Customers' portal software built with the new technology could combine the application-integration capabilities of BizTalk Server, E-commerce catalog and price-management functionality of Commerce Server, and Microsoft Content Management Server's ability to manage versions of files posted to the Web. Microsoft released Content Management Server 2002, a new version, this week: It lets users publish documents directly to the Web from Microsoft Word. The upcoming Jupiter software also could let customers more easily tie Microsoft's Office applications into computerized workflow systems, Flessner said at the Microsoft Exchange Conference in Anaheim, Calif.

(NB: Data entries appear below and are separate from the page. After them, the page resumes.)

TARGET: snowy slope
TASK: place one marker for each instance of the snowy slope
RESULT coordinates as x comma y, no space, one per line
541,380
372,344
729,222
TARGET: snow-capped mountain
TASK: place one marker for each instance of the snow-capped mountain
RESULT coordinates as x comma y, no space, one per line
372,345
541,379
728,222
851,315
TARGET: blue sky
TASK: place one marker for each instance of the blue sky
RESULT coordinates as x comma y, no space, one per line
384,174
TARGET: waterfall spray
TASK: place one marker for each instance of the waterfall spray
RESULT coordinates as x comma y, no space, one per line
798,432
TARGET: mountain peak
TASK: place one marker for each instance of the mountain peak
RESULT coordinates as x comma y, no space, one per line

"If people want to author [documents] in Word and publish in Content Management Server, we certainly should enable that," he said. There's a need for business customers to design systems that can route documents or expense reports among users in a workgroup using agreed-upon specifications based on Web services protocols, Flessner added. "Lots of customers spend a lot of their day in Outlook and Word," he said. "It's smart for Microsoft to think of how to make it easy for them to author simple person-to-person workflow processes."

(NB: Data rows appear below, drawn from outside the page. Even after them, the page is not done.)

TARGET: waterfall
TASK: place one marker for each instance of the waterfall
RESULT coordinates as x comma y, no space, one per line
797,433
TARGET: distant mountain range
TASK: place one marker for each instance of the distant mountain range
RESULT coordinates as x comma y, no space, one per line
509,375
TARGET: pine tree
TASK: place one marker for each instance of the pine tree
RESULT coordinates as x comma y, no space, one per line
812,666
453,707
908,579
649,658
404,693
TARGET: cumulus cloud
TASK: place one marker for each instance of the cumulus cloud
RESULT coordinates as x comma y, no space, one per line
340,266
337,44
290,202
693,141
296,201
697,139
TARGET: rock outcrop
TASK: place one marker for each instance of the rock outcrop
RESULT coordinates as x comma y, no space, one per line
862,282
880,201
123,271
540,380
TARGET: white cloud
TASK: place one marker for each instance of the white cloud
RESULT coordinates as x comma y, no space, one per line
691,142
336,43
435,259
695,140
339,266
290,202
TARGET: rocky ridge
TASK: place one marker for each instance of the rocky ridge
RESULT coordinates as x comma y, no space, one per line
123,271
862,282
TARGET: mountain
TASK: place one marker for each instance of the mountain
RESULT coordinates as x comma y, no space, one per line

To help users create these types of systems, the Jupiter server will support the Business Process Execution Language for Web Services, a software specification being developed by Microsoft, IBM, and BEA Systems for describing the user roles and application logic of a business-to-business system, in the context of messages that can be passed between companies, and based on several XML specifications. The Jupiter server is scheduled for delivery in two shipments, in late 2003 and 2004.

Disclosure of the Jupiter development project indicates Microsoft's aggressive effort to tie together its products via Web services to create a collaboration infrastructure. Flessner said the next version of Microsoft's Exchange server, code-named Titanium and due next year, will remain a standalone messaging system. Microsoft is removing its Microsoft Messenger instant-messaging software from Exchange and including it in its real-time-collaboration server, code-named Greenwich.

Focusing on Exchange's strengths as a messaging architecture is an astute move, Aberdeen Group analyst Dana Gardner says. "They're not going to make the same mistake Lotus made five years ago by making people who just want a messaging platform buy a whole application development environment," Gardner says. "You can't get lower total-cost-of-ownership from selling people stuff they don't need."